The Worst Type Of Déjà Vu
Chyna Cain is a mother of three in Florida.
Chyna Cain, of Brevard County, Florida, has been having trouble sleeping, too.
Her family just got stable housing a month ago. Then the coronavirus hit.
Cain works for a company scheduling health services for government workers. Last Thursday, the company put her on temporary leave. Her husband, who works washing linens for hospitals, has also seen his hours cut, with his employer seemingly trying to stagger the amount of time employees spend together.
Cain has already picked up another job, driving cabs for 12 hours a day, to try and make up for the lost wages. Nearly no one she’s driven around, she says, is concerned about their health. Everyone is concerned about losing their jobs.
“I know the virus is a very real thing. But so is my rent and my light bill. So that’s really what’s stressing me out,” she said.
The couple has three children. Two are still in day care, which has remained open. The eldest, 10, is now out of school after the district shut down in an effort to combat the spread of COVID-19. The family doesn’t have a computer, but expects the school district to deliver one soon. Cain’s heard rumors the district will start providing free lunch to needy students too, which would be a godsend.
Cain fell into homelessness after the last government shutdown in early 2019 ― another situation in which her hours were drastically reduced. She’s determined not to fall back ― “it’s one of my worst fears,” she said.
“It’s kind of like reliving that,” said Cain. “It’s a déjà vu I was hoping to never experience.”
‘We Need Help’
Kenyal Braswell with one of her sons.
Braswell would like to look for other jobs that she could do for home, but she doesn’t have internet access.

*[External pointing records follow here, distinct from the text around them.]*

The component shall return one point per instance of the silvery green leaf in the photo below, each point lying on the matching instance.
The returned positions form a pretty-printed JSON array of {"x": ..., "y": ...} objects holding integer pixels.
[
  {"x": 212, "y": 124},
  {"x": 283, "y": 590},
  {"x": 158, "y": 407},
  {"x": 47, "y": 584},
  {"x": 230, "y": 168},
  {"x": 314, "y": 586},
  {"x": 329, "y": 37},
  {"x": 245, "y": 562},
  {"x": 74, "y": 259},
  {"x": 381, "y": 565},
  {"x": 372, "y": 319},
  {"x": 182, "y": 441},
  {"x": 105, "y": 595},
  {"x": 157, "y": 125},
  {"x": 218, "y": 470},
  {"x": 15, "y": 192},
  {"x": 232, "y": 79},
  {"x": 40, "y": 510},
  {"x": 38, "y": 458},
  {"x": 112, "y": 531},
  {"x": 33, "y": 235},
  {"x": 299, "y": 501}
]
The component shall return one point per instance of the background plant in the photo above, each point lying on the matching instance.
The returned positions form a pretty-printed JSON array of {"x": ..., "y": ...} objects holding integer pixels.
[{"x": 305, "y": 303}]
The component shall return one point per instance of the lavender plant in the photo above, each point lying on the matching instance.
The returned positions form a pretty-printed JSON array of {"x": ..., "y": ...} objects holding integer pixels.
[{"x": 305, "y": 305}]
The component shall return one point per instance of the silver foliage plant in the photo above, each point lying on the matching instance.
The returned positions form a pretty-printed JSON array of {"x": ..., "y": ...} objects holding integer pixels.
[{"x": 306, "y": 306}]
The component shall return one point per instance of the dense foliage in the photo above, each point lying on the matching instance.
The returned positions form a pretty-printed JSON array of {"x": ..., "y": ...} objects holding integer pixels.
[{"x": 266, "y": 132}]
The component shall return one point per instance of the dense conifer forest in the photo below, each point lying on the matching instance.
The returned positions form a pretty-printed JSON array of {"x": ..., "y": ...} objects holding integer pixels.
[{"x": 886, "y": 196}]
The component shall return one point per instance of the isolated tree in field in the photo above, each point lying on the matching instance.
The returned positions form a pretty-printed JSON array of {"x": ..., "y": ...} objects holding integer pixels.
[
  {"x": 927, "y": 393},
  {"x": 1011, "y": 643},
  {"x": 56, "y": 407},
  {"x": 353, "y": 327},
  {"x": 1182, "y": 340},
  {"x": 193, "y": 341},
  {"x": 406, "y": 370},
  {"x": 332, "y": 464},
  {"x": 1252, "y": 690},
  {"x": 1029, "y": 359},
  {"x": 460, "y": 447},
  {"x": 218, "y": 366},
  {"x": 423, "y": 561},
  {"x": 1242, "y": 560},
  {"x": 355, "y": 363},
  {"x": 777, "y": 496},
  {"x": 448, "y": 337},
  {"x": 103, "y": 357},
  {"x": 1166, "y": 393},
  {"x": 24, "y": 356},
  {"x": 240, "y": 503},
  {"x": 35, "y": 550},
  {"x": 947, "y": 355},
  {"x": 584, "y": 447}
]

She canceled the service just four days before she was let go from her job and two days before her kids’ day care shut down. She needed the money for rent, and thought she would be able to make it up soon. It was before the pandemic had hit her community. It feels like a lifetime ago.
Braswell has considered filing for unemployment. But when she calls the number to ask for advice, she can’t get anyone on the line.
“For a single parent, this is probably the worst thing that could happen,” Braswell said.
Now her day to day is organized into a portfolio of immediate and longer-term concerns.
In the short term, she wonders, how much can she stretch her food supply? If she does go to get groceries, where can she go that won’t have a line out the door? If she goes to the food pantry, will there be anything left? Will people let her cut to the front of the line if she tells them she has three kids she needs to feed three times a day?
“I don’t want to ask for favors, but we need help,” said Braswell, who has been delivering meals to other families who don’t have cars. “It’s kind of like every man for himself. And I’m not used to that.”
In the medium term, how can she make sure her kids are still learning and engaged? She doesn’t mind being with them all the time, but how will that feel after weeks of isolation together? When day care does open back up, will she have the money to pay for it after weeks ― potentially months ― of lost income? If she has the money to pay the necessary fees, will she have the gas money to get them there? She does the mental calculations ― it’s a 10-minute drive, twice a day, five days a week.
And, at that point, where will she and the kids even be living? Braswell’s landlord has been kind and patient, but at the end of the day, she has bills to pay, too. Braswell has a Section 8 housing voucher. If she’s unable to pay her rent, she will lose that ― which she said would be paramount to losing “everything” ― and she might not be able to get it back anytime soon.
And at the end of all this, what will her community even look like? Will there be any jobs? If she gets her job back, will there be enough hours? Her thoughts race at all hours of the night.
She has prepared for the coronavirus, stocking up on medicine and food. Though its been rough, she feels God is in control.
At the end of the day, “Being sick is the farthest thing from my mind,” she said. “After all this and after we use all our money and the virus is gone, what do we do next?”